A este espigón, situado en la localidad vizcaína de Plencia, se llega con marea baja y no se puede salir hasta la siguiente bajamar. Ojo, como se aprecia en la foto no siempre es un lugar apto para pasar una noche relajada pescando sargos. Si pensáis acudir a San Valentín, enclave pródigo en lubinas, sargos, jibiones y congrios, mirad con antelación el estado de la mar. Serán el lance pesado junto al corcheo y spinning las técnicas principales. Si usamos cebo natural la sardina, gusanas varias, -como el coco, la roja, la de tubo, el americanoo la coreana- el jibión, el cangrejilloy el mejillón con o sin valvas nos depararán estupendas capturas. Respecto a los artificiales podrán ir desde modestas ondulantes hasta lanzones y peces artificiales sin descartar la jibionera si buscamos calamares o sepias. Afinad los aparejos pues que haya buena pesca no significa que sea fácil de conseguir.

ESPIGÓN DE ARMINTZA
País Vasco

Enclavado en la vizcaína localidad de Armitza este espigón es frecuentado por infinidad de pescadores, a veces cuesta encontrar sitio, debido a la gran cantidad de especies que podemos capturar en los rocosos fondos del lugar. Cabrillas, serranos, julias, durdos, maragotas, cabrachos, salmonetes... son algunos de sus habitantes más buscados. Herreras o erlas, lubinas, sargos, mojarras, chicharros, bogas y lisas también están presentes en este fabuloso escenario donde la bravura de sus limpias aguas unida a la gran diversidad de moluscos y crustáceos convierten la zona en un paraíso ictícola.
Respecto a las técnicas a utilizar, que pueden ser muchas, destacaremos el corcheo, el lance pesado y el spinning. Con quisquilla sacaremos buenas mojarras y lubinas si es la primera técnica la elegida, si es la segunda, la gusana de fango nos aportará variadas picadas de peces de roca y si lo nuestro es el lance ligero; probaremos también en las rocas de los alrededores o desde el mismo espigón en busca de chicharros y lubinas con peces artificiales, cucharas ondulantes, chicharreras y lanzones de vinilo.
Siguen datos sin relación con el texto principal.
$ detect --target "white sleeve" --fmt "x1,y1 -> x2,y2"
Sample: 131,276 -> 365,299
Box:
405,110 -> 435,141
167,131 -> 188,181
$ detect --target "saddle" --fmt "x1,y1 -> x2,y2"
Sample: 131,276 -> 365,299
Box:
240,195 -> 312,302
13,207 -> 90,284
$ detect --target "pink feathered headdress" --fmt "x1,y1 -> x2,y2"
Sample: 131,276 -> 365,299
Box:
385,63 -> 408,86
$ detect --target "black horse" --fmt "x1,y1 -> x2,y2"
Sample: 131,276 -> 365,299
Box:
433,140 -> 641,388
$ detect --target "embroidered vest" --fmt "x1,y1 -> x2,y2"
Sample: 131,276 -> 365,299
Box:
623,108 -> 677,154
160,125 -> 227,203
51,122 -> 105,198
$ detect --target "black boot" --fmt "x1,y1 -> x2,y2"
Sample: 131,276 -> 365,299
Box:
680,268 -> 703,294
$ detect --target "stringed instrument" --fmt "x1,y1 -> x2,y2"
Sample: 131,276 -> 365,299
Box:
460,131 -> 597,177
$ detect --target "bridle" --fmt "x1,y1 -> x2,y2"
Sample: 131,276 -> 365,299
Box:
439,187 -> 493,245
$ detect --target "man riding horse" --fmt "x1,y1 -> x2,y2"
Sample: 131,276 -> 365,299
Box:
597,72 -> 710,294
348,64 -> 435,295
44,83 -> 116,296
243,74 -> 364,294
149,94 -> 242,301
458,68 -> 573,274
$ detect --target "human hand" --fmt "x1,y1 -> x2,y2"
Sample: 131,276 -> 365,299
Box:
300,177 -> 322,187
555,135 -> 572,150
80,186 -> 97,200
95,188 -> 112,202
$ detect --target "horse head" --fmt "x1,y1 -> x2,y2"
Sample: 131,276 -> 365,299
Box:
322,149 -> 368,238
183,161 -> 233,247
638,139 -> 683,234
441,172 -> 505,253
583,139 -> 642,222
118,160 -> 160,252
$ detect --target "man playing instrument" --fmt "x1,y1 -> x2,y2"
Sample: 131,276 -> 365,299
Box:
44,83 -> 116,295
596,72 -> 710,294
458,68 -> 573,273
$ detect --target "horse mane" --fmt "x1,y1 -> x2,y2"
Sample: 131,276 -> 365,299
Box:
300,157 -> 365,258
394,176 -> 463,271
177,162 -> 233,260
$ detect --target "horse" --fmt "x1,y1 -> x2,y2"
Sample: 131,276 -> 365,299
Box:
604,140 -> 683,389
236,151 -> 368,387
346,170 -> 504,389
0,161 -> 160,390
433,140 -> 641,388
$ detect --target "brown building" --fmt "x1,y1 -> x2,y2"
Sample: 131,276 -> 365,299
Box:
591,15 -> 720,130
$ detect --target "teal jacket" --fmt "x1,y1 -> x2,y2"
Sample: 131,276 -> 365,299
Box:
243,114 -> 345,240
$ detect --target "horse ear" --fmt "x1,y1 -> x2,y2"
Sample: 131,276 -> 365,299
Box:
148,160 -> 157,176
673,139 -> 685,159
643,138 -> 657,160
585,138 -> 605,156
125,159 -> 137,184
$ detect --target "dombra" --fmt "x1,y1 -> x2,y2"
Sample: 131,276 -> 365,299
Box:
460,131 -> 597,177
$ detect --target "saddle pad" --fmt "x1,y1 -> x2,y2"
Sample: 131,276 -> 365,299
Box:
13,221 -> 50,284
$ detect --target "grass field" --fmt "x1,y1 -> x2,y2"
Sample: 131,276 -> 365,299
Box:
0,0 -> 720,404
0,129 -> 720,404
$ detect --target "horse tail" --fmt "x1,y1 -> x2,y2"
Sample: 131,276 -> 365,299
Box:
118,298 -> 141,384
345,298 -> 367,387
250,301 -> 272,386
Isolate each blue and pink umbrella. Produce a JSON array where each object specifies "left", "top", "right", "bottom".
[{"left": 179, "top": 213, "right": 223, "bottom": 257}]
Tan bello es este lugar como peligroso, algún fallo tenía que tener. Al estar tan expuesto al mar, sin barrera natural o artificial que lo proteja, en ocasiones las olas pueden llegar hasta el espigón dándonos algo más que una ducha. Casi sobra decir que desde el roquedo hay que extremar las precauciones ya que en ocasiones la situación puede pasar de placida y tranquila a muy peligrosa en pocos minutos. Antes de pescar observad las olas, durante diez minutos al menos, para ver hasta donde llegan y nunca las perdáis de vista. Incluso preparando un aparejo o cambiando de artificial tened siempre un ojo en la mar.